4.3.6.3.5. Naming of Output Files

name: and extension: are available for many datatypes. The output filename is constructed from the name: and extension: values and has the format:

name.extension

In some cases the output file name and extension have default values. For example, there is a choice of output formats for the outcodon datatype. The name: attribute defaults to outfile and the extension: attribute defaults to the format name, with cut defined as the default format to match the usual codon usage file-naming convention.

In cases where a default file naming scheme is available, but a default value is also specified in the ACD file, the default value can be overridden and the naming scheme used if a null value ("") for the parameter is given on the command line. It's necessary to set the global attribute missing: for such data definitions.

For some datatypes, datatype-specific command line qualifiers (see the EMBOSS Users Guide) are available and can be used to name the output file, either by specifying the qualifier on the command line or by hard-coding it as an attribute in the ACD file. For example, an alignment filename with the format aname.aextension is constructed if the qualifiers -aname and -aextension are specified. Values may be hard-coded with the corresponding aname: and aextension: attributes.

A default value for the output file name can also be set by defining the default: global attribute.
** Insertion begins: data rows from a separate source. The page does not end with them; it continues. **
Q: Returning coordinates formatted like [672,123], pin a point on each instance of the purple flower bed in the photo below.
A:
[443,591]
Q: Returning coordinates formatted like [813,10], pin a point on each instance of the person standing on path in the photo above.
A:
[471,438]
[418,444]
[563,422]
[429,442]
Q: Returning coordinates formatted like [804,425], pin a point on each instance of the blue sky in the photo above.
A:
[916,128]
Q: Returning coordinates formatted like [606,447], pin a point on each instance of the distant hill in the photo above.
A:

4.3.6.3.6. Missing Output Files

nullok: and nulldefault: are available for all output datatypes. nullok: is a boolean attribute and specifies whether a missing output file is acceptable to the application. If the application can accept a null value and can run without generating the corresponding output file, the nullok: attribute must be set to "Y". This allows a default value to be omitted or the application to be run with -noFlag (where Flag is the data definition flag) to specify the output file is not to be generated.

nulldefault: overrides the default name generation, and uses an empty string (no output file) as the default for programs where an alignment file is only occasionally required. If an empty string is specified on the command line, the standard default value will be generated instead.

4.3.6.3.7. Output Datatype Identification

The outfile datatype is used for general application output. The type of data is identified using knowntype:. This allows the known type of an outfile to be matched to that of an infile data definition to identify cases where the output of one application can be used as the input to another. The known types are validated against a set of standard EMBOSS knowntypes (): a warning message is generated if the specified type does not match a standard name.

4.3.6.3.8. Specification of Output Data

Attributes for some datatypes are used to control exactly what data is generated and to validate that data. For example an alignment output file is defined in the same way as a plain output file (outfile datatype) but has extra attributes to allow a choice of alignment formats and to specify, for validation purposes, the expected number of aligned sequences. Similarly, a report output file is defined in the same way as a plain output file (outfile) but has extra qualifiers to allow a choice of report formats.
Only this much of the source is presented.